Although caught on camera

Trail plant theft a growing concern

City of Trail security cameras will no be monitoring flowerbeds after $400 in plants have been stolen or vandalized this season.

Smile, you are on camera.

People who choose to peruse a budding flowerbed in the city will now be captured for posterity on one of the city’s new surveillance cameras, installed this week after City of Trail flowerbeds were afflicted with a spat of vandalism.

On Tuesday Trail Community in Bloom volunteer Bill Garnett said there have been several incidences this year already of people uprooting freshly planted plants, trampling or outright stealing them.

Along with several dozen other volunteers, Garnett has been diligently placing plants in the fertile soil in areas around the city—primarily the downtown—but has found they are spending more time replacing and restoring what has been destroyed than designing verdant foliage.

“It’s a cost to the city,” he said. “After a while the garden centre will run out of the plants and you can’t replace the ones that were lost.”

He estimated the city has lost about $400 worth of plants already out of the $140,000 the city budgets for planting and maintaining beds.

The Community in Bloom committee has also lost several dozen volunteer hours since volunteers have to go back and do the work each time the weed of vandalism crops up, draining precious hours from the workforce.

Around 170 hanging baskets and nearly 100 potted trees are being strategically placed in the Silver City’s downtown core—and throughout the Gulch—as part of the Trail Community in Bloom committee’s next attempt in the international Communities in Bloom competition.

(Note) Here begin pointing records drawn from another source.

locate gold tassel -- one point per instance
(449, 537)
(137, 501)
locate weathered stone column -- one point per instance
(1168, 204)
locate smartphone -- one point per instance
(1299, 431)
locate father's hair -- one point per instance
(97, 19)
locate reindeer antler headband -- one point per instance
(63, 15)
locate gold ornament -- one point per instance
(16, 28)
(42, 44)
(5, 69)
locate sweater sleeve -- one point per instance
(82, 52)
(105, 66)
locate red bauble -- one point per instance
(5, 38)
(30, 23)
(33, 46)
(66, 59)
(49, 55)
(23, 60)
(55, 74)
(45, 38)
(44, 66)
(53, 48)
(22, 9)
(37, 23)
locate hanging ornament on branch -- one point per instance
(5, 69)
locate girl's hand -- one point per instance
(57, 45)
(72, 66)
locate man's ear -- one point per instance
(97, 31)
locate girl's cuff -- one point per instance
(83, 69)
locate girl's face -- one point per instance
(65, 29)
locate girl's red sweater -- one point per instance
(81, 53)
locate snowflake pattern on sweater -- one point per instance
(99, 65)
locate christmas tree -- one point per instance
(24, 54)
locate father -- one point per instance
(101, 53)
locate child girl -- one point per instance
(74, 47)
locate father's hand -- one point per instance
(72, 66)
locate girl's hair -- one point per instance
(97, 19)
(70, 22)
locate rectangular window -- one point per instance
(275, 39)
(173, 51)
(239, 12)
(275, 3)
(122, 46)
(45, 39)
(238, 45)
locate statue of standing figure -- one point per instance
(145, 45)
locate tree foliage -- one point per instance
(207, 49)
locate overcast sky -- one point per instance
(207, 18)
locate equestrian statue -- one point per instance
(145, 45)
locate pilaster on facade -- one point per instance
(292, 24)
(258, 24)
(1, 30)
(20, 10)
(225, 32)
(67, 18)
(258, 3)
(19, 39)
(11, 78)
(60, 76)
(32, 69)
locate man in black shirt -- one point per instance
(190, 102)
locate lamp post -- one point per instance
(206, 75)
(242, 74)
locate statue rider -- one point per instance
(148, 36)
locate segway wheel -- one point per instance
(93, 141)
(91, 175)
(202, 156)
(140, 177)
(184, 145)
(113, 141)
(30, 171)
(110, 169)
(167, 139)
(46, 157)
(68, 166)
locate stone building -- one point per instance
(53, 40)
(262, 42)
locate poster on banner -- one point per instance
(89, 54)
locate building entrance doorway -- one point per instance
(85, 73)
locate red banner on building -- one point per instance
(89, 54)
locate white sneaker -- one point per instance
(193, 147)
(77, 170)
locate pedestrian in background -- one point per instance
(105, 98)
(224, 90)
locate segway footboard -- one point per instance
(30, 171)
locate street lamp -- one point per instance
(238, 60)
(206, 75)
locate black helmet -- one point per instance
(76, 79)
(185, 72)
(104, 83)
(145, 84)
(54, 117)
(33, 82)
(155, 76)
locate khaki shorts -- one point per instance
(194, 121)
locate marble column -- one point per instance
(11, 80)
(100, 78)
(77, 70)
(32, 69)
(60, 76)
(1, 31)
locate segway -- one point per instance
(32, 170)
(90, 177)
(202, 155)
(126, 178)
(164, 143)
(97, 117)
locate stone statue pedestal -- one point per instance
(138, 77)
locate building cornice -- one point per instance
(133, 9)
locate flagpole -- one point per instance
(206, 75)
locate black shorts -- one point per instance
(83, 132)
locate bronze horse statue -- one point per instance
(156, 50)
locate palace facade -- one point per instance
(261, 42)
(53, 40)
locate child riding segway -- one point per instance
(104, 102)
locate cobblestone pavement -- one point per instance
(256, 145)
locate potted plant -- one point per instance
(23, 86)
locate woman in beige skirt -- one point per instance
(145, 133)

In the White Garden in Jubilee Park people are letting their dogs run loose and they are jumping into the planters, uprooting the new plantings. Garnett said he has had to repair the damage three times since they were planted two weeks ago.

Three nights ago a $70 lantana standard tree was stolen from a bed in the Gulch. Some of the damage is unnecessary and senseless, he said, with flowers being uprooted and cast about.

This sort of trouble has occurred in the past, Garnett said, but it was usually later in the year, and not to the extent that it has happened this year.

If caught on camera vandalizing the city’s beds, people could be prosecuted for their actions, said Garnett.

This year marks the 10th anniversary the city has participated in the program, holding a max record of five blooms for eight of those years.

All of the work is now underway, with over 100 volunteers being called upon before the Communities in Bloom judges arrive July 12-14.